S’ils disposaient de puissants partis marxistes, les travailleurs argentins, boliviens, péruviens et équatoriens auraient pu prendre le pouvoir au cours de ces dernières années. Mais de tels partis n’existent pas. A la dégénérescence des IIe et IIIe Internationales s’est ajoutée la complète faillite des organisations sectaires se réclamant du trotskisme, qui ont commis toute sorte d’erreurs opportunistes et ultra-gauchistes.
En l’absence d’un puissant parti marxiste, il était inévitable que, dans les pays capitalistes sous-développés, la révolution se développe sous diverses formes particulières. C’est la conséquence du retard de la révolution socialiste dans les pays capitalistes avancés. Les travailleurs et les paysans d’Asie, d’Afrique et d’Amérique latine ne peuvent pas attendre : ils doivent trouver une solution à leurs problèmes les plus pressants. Et s’ils n’ont pas de parti marxiste à leur disposition, ils doivent chercher une alternative.

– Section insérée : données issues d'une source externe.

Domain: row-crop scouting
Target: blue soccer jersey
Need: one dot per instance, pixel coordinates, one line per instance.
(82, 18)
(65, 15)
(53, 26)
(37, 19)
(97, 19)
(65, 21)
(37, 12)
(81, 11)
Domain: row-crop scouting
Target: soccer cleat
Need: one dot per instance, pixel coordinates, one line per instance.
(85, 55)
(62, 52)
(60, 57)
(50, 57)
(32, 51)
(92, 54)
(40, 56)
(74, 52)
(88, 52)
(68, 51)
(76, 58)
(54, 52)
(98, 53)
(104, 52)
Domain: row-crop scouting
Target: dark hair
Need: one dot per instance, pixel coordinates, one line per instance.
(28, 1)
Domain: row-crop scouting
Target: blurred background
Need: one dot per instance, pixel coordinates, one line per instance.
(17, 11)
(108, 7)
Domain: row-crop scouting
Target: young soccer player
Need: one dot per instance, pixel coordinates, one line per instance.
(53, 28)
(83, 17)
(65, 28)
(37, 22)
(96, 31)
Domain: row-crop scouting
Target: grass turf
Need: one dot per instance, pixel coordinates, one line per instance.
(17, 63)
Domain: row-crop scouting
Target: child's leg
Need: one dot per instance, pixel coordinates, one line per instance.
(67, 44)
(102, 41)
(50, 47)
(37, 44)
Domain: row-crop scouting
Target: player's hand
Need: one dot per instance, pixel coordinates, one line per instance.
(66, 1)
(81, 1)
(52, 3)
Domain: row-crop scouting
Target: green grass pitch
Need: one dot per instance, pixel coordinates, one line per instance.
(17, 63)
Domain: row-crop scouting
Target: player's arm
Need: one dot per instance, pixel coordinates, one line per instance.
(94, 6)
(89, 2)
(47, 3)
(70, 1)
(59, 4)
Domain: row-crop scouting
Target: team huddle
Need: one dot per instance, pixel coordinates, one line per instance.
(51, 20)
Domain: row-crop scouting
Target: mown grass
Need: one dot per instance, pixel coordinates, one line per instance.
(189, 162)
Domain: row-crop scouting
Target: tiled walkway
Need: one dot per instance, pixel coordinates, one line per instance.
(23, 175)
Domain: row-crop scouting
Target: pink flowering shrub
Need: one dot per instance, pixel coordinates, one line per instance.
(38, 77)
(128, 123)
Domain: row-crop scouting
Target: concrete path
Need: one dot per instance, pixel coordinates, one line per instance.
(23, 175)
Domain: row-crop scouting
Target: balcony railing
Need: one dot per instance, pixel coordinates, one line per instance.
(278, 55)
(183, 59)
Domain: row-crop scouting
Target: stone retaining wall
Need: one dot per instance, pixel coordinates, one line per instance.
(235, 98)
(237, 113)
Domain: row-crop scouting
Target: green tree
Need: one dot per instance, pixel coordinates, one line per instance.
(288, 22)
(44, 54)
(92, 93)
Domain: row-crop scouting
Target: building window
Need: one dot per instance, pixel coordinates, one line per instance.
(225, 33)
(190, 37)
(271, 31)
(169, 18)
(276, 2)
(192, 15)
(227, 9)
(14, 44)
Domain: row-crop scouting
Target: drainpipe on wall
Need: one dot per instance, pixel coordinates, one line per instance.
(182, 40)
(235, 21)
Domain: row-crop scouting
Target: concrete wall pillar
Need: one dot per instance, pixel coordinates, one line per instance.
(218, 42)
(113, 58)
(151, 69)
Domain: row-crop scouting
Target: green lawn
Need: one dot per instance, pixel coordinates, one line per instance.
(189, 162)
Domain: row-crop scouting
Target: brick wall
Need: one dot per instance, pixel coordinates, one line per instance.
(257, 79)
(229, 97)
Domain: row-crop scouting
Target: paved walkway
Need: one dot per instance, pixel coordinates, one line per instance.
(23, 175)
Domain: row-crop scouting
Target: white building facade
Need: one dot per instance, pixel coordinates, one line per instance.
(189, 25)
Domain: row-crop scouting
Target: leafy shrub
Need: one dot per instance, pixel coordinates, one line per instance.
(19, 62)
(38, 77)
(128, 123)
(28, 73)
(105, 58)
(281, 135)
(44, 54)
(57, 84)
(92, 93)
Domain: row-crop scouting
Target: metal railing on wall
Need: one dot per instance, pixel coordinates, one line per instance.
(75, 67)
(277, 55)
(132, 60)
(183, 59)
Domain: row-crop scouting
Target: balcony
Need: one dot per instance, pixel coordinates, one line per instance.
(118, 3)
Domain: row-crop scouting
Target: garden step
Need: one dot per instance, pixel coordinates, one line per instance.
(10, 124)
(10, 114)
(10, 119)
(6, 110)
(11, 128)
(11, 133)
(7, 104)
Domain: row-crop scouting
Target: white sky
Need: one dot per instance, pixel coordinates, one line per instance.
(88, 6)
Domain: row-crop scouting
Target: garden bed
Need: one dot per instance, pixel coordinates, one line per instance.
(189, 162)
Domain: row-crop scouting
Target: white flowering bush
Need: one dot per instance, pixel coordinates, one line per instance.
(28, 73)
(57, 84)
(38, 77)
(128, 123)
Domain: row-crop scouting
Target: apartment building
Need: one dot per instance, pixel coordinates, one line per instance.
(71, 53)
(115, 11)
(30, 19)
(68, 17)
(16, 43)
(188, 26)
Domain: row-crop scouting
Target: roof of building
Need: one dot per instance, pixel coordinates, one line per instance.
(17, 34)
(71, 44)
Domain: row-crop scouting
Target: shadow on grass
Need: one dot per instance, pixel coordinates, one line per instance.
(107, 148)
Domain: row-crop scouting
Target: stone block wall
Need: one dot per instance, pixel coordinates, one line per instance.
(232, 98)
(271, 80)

Dans sa « théorie de la révolution permanente », Trotsky expliquait que, dans les conditions modernes, les tâches de la révolution bourgeoise-démocratique ne peuvent être accomplies que par l’expropriation de la bourgeoisie. Le seul moyen de sauver la société de la stagnation, de la faim et de la misère réside dans l’abolition du capitalisme et du latifundisme. C’est l’impossibilité de développer pleinement les forces productives sous le capitalisme et le latifundisme qui fut à l’origine des révolutions coloniales. Sous le capitalisme, il n’y a pas d’issue.

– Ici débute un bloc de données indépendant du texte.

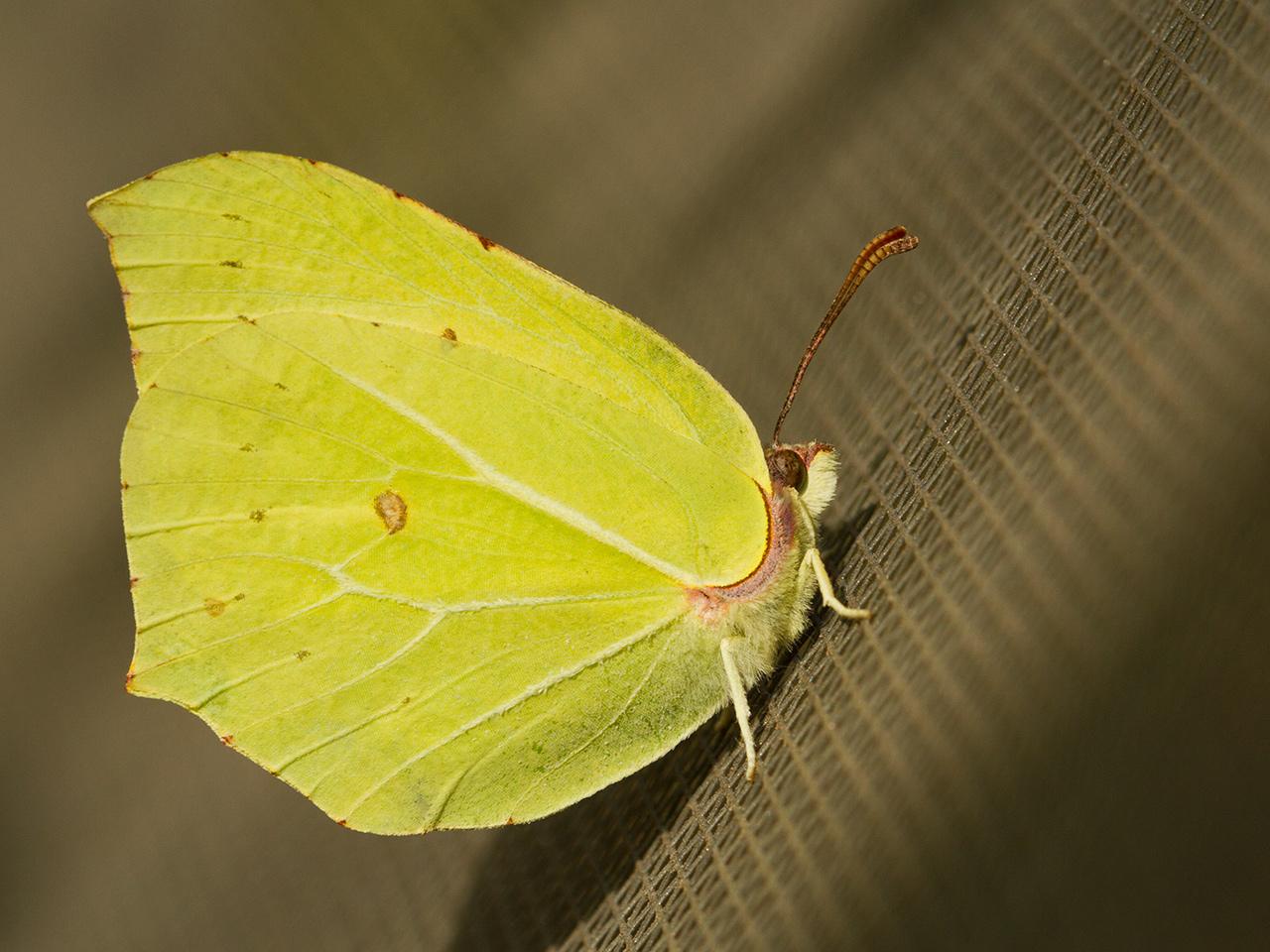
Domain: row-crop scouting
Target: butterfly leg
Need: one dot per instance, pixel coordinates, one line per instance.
(737, 690)
(826, 595)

Faute d’un parti marxiste, d’autres forces peuvent passer au premier plan. Nous l’avons vu dans le cas du Portugal, en 1974-1975. Dans son article sur cette révolution, Ted Grant remarquait la chose suivante :
« Du fait que le développement des forces productives se heurte aux éléments pro-capitalistes, qui sont subordonnés à l’impérialisme et collaborent avec lui, ils sont balayés. Dans une version déformée de la révolution permanente, la caste des officiers subalternes se transforme – pour un temps – en agent inconscient de l’histoire, et réalise les taches de la nationalisation de l’économie. »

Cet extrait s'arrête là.